Jun. 4, 2016
The best models for study or imitation are those in which the composer imposes certain restrictions upon themselves, because these must be overcome.
Music composed always in a predictable way, according to every single rule with each and every move it makes, with never an unexpected turn, runs a great risk of being boring [See blog, Do The Unexpected].
And yet, somewhat ironically, no composer of eminence ever obtained complete freedom of expression without first subjecting themselves to the challenges of working within the confinement of certain restrictions in construction and the general rules of voice leading and part writing.
The restraints on an art are what give it its strength.
To ascertain the artistic "strength" of a piece of music, we therefore need to ask ourselves, "Does it seem like the composer is struggling to free themselves from restrictions in this piece, or are they're playfully wriggling their way out of a straight jacket, as Bach demonstrated with such easy mastery?"
If the answer is the latter, the composer deserves a place on a pedestal of the finest alabaster or Parian marble (photo).
If the answer is the former, a pedestal of clay will do.
[NOTE: Bach (as Leonard Bernstein rightly pointed out) is a colossal syllable, one which makes composers tremble, brings performers to their knees, beautifies the Bach-lover, and apparently bores the daylights out of everyone else. J.S. Bach was no lightweight [See blog, He's Got You]. His children, who were well acquainted with his output as a composer, came to expect nothing from him except masterpieces.
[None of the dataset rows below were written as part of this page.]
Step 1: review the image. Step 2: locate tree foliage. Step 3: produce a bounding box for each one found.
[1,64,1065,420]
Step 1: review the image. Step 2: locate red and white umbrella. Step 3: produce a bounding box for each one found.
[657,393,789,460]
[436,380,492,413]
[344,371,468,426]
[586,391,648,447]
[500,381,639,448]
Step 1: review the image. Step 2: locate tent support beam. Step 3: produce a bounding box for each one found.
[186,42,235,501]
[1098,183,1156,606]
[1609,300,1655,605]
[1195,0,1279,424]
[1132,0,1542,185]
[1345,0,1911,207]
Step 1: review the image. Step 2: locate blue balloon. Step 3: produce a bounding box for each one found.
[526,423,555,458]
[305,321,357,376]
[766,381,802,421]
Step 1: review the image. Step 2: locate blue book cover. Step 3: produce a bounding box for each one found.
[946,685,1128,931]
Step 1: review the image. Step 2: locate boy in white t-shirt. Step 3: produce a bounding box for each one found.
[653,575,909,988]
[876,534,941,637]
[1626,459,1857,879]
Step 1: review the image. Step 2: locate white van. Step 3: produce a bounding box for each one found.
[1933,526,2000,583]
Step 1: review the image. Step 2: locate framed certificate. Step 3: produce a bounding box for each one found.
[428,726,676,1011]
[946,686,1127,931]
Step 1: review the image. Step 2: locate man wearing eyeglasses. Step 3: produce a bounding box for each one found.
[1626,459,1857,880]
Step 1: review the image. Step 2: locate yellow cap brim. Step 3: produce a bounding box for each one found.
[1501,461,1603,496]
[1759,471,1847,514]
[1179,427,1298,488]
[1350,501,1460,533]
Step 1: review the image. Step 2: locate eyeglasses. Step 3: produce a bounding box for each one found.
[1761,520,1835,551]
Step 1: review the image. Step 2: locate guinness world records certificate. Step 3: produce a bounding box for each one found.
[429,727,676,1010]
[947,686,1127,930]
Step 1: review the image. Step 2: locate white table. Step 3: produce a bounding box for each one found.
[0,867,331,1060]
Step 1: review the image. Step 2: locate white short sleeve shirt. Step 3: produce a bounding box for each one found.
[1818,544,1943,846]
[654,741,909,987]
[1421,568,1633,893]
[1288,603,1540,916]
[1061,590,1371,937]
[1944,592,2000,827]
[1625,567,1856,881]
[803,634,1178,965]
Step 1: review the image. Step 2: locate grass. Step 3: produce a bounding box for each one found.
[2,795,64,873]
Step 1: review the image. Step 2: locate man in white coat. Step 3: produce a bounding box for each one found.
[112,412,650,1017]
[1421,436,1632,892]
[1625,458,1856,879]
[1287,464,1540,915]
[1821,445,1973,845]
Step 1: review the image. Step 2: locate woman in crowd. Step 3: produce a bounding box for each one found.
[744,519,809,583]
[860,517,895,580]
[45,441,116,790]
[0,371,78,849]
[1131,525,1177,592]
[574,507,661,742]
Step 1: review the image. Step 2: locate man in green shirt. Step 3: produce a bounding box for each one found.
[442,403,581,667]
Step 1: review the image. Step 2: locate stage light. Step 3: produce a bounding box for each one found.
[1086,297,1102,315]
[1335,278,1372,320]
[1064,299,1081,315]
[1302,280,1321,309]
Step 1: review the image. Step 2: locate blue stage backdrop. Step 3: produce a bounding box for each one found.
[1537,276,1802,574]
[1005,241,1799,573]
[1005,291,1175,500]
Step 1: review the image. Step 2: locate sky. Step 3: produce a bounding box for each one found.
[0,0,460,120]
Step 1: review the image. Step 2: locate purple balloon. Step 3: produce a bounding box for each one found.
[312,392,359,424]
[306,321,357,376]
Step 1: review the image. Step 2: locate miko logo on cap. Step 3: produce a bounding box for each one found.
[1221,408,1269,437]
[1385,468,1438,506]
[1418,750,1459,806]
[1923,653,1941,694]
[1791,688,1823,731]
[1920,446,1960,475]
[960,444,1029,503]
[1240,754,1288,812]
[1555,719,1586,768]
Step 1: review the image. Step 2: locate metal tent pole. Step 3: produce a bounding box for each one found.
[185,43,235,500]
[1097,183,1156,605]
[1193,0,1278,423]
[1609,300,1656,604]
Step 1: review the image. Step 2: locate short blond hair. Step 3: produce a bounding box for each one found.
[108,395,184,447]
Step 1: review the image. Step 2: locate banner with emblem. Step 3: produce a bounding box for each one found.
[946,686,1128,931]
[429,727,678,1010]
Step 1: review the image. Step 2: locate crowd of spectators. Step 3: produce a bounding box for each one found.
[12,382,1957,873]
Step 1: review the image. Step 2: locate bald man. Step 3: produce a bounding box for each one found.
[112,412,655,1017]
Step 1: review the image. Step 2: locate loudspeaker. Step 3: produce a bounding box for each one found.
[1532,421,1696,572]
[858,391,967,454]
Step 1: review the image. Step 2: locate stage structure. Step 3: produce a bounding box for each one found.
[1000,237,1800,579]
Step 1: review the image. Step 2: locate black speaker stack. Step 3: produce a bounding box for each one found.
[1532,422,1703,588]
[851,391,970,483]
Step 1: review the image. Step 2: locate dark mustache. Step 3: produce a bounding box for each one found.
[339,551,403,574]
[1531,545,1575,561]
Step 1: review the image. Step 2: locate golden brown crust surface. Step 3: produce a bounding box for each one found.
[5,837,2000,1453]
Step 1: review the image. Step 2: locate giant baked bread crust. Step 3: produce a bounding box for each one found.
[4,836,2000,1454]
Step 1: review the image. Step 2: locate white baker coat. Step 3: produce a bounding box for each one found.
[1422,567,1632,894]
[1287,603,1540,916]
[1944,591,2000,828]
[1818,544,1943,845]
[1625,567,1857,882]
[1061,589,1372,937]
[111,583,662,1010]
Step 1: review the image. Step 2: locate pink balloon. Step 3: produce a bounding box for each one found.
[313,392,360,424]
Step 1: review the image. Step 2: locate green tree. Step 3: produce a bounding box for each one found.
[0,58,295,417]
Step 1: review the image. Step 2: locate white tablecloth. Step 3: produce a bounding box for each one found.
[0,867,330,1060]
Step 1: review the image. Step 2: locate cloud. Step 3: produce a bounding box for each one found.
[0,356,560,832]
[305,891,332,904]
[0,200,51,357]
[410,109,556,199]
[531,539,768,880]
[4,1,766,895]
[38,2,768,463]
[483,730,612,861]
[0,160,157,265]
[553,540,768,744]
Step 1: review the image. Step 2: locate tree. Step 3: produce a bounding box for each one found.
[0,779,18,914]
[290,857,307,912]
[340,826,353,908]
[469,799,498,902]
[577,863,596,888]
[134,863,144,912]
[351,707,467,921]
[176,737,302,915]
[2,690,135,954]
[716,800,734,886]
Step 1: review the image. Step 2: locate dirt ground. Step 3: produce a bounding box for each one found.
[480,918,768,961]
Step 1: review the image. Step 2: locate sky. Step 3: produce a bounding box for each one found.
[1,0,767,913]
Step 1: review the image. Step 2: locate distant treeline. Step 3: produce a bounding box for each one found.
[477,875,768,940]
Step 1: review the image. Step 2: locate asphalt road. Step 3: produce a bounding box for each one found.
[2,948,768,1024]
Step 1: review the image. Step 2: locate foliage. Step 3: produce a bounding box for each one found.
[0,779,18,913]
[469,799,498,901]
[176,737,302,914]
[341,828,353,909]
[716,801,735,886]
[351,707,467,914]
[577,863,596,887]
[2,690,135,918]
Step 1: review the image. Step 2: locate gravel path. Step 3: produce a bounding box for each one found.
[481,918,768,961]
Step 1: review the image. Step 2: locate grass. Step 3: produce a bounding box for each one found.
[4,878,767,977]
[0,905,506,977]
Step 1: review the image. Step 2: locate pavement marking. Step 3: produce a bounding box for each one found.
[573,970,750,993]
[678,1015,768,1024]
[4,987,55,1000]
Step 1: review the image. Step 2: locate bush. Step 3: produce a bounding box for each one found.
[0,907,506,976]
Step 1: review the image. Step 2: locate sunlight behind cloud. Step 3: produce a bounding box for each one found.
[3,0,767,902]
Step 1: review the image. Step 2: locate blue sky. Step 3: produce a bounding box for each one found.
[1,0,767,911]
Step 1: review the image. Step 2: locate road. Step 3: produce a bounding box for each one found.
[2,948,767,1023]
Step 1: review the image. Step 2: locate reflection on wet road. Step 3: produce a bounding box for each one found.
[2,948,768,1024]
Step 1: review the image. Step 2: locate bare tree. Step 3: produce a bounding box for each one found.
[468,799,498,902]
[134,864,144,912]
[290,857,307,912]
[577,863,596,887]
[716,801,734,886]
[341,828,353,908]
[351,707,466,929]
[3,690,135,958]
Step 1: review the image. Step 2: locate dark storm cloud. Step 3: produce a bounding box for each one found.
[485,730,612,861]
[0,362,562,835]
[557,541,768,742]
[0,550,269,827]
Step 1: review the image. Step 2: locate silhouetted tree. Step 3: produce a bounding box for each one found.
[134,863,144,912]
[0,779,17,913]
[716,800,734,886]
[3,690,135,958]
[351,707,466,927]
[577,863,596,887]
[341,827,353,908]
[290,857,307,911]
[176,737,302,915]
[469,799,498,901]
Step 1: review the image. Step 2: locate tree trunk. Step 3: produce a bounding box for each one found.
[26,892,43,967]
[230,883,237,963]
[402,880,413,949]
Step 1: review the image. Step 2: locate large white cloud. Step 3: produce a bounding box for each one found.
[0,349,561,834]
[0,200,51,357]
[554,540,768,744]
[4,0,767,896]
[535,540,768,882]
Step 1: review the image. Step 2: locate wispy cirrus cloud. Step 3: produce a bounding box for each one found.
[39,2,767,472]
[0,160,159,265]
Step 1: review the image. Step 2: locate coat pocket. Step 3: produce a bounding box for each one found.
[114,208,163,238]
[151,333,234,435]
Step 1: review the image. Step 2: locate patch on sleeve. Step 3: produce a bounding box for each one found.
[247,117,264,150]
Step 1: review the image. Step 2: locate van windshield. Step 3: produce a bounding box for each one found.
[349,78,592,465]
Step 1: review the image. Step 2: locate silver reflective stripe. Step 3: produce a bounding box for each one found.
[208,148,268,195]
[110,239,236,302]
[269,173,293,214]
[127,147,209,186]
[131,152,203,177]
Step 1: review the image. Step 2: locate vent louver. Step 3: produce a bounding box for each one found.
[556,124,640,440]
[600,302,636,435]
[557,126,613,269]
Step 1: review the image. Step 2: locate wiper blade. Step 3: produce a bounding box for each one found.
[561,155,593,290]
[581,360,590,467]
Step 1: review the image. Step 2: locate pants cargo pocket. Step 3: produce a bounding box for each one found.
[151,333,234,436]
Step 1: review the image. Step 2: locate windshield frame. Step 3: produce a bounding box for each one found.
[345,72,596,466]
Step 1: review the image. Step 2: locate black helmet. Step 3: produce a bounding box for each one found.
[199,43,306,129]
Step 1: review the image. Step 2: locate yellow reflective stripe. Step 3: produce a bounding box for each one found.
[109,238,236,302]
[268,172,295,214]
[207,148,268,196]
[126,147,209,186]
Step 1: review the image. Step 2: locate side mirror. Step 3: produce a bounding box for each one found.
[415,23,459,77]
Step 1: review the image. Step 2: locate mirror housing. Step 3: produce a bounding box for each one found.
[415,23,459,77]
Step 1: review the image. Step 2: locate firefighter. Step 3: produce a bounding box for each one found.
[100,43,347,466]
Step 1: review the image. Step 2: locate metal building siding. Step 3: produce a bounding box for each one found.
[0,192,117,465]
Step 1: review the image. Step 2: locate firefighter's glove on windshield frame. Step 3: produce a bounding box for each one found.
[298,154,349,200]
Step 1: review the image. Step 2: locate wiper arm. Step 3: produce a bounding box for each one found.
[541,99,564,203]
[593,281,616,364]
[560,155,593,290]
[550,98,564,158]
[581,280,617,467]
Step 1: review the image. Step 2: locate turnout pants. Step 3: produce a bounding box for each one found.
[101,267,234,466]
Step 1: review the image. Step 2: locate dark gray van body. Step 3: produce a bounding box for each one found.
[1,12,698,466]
At the organ he could improvise, sometimes for hours, upon the same theme. His contemporaries were also well trained musicians. Many were very competent composers, performers, and improvisors. But in a side by side with him he'd leave them in a puddle. If all the great music of the world ever written were lost, except for his, music would still survive. A comprehensive genius, gone for the last 266 years. But not forgotten].